A federal appeals court unanimously ruled this week that “chalking” tires to determine whether a car exceeds the time limit on a parking space is the equivalent of entering property without a search warrant.

The case originated in Saginaw, where Alison Taylor had been bombarded with 15 tickets for overstaying the time limit on parking spaces.

The ruling means it’s unconstitutional for parking enforcement officers to use chalk to mark your tires in Michigan, Kentucky, Ohio, and Tennessee, which are covered by the 6th U.S. Circuit Court of Appeals.

Taylor said in a lawsuit against the city of Saginaw that every ticket she received came after the same parking enforcer marked her tire with chalk and then returned to see if her car had moved.

"Trespassing upon a privately-owned vehicle parked on a public street to place a chalk mark to begin gathering information to ultimately impose a government sanction is unconstitutional under the Fourth Amendment," Taylor's lawyer, Philip Ellison, wrote in a court filing.
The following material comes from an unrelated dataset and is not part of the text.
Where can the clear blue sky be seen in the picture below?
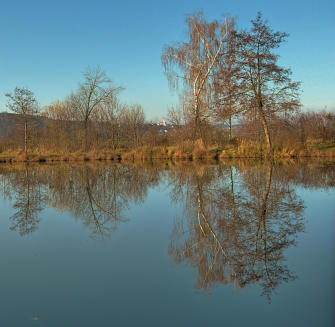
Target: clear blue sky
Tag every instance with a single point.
(46, 45)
The Fourth Amendment protects citizens from “unreasonable searches and seizures.”

The three-judge panel determined that chalking is unconstitutional because it involves a government official touching a person’s car without reasonable suspicion of a crime being committed.

The judges said Taylor’s car was chalked when it was “lawfully parked in a proper parking location, imposing no safety risk whatsoever.”